Denn es ist ja so: Ganz ohne Entbehrungen geht es eben immer noch nicht, wenn man Kinder hat. Trotz Wunschtermin zum Kaiserschnitt, trotz Alarmmatratze und rosa-roter Hello-Kitty-Erstausstattung.
Irgendwas ist ja immer mit den Bälgern. Wer aber sagt, dass danach per se überhaupt kein Platz mehr ist im Leben für mal Faul- oder Hedonistischsein oder fürs Ausleben von ein paar Rest-Frivolitäten? Genießt man sie im Angesicht der gegebenen Restriktion vielleicht sogar mehr?
Prof. Hans-Joachim Maaz, ein hierzulande zu Recht sehr populärer, sehr heller Kopf unter den Psychoanalytikern, vertritt die Ansicht, dass es für ein Kind das Wichtigste sei, eine heitere, stabile Mutter zu haben. Eine, die ihm vermittele, dass es willkommen und nicht die lebenslange Projektionsfläche ihrer Wünsche sei.
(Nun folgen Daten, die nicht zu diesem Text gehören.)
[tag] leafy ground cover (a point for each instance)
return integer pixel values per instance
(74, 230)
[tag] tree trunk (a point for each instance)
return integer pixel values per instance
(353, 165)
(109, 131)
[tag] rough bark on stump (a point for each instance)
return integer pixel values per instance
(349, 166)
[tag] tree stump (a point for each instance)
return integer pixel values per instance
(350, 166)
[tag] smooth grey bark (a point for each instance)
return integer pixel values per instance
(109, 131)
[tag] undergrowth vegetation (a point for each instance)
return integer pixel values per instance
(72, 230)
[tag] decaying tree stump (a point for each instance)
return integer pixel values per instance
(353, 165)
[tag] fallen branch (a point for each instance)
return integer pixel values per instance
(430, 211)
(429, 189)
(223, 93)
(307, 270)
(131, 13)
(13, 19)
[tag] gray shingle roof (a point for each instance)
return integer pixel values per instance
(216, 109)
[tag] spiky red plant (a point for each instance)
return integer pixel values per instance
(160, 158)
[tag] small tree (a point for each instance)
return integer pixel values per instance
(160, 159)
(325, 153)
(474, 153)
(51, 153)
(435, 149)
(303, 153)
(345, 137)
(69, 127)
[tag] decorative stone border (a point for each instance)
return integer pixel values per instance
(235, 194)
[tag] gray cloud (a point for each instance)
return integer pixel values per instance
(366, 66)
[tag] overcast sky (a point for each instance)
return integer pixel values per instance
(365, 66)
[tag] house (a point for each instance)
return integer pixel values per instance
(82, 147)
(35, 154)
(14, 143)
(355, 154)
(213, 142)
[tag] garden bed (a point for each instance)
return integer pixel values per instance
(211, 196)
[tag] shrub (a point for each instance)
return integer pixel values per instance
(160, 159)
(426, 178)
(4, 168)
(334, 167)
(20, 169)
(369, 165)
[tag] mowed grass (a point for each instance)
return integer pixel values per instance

Sie müsse das Kind erkennen in seinen Stärken und Schwächen und es nicht als Abklatsch ihrer selbst verstehen. Dazu sei es gar nicht vonnöten, mindestens zehn Jahre lang 24 Stunden omnipräsent zu sein, aber sie müsse eben dieses Gefühl rüberbringen.
Eine sehr wohltuende und praktikabel erscheinende Leitlinie, wie ich finde. Ob aus dem eigenen Kind ein guter Mensch wird, vermag ohnehin niemand mit absoluter Garantie vorherzusagen. Ob alle Blütenräume reifen werden, man wünscht es sehr, aber ob es gelingt?
Sicher aber ist, dass ich weiß, dass es noch immer viele Menschen als eine der besten Ideen ihres Lebens ansehen, ein Kind zu haben. Kinder, die unter anderem 400 kg Seiten für einen Literaturwettbewerb schreiben, um ihre Gedanken und ihre Sicht auf die Welt kundzutun. Einem Wettbewerb, wo bedauerlicherweise nur wenige prämiert werden können.
Gewonnen aber haben sie alle. Nämlich mich.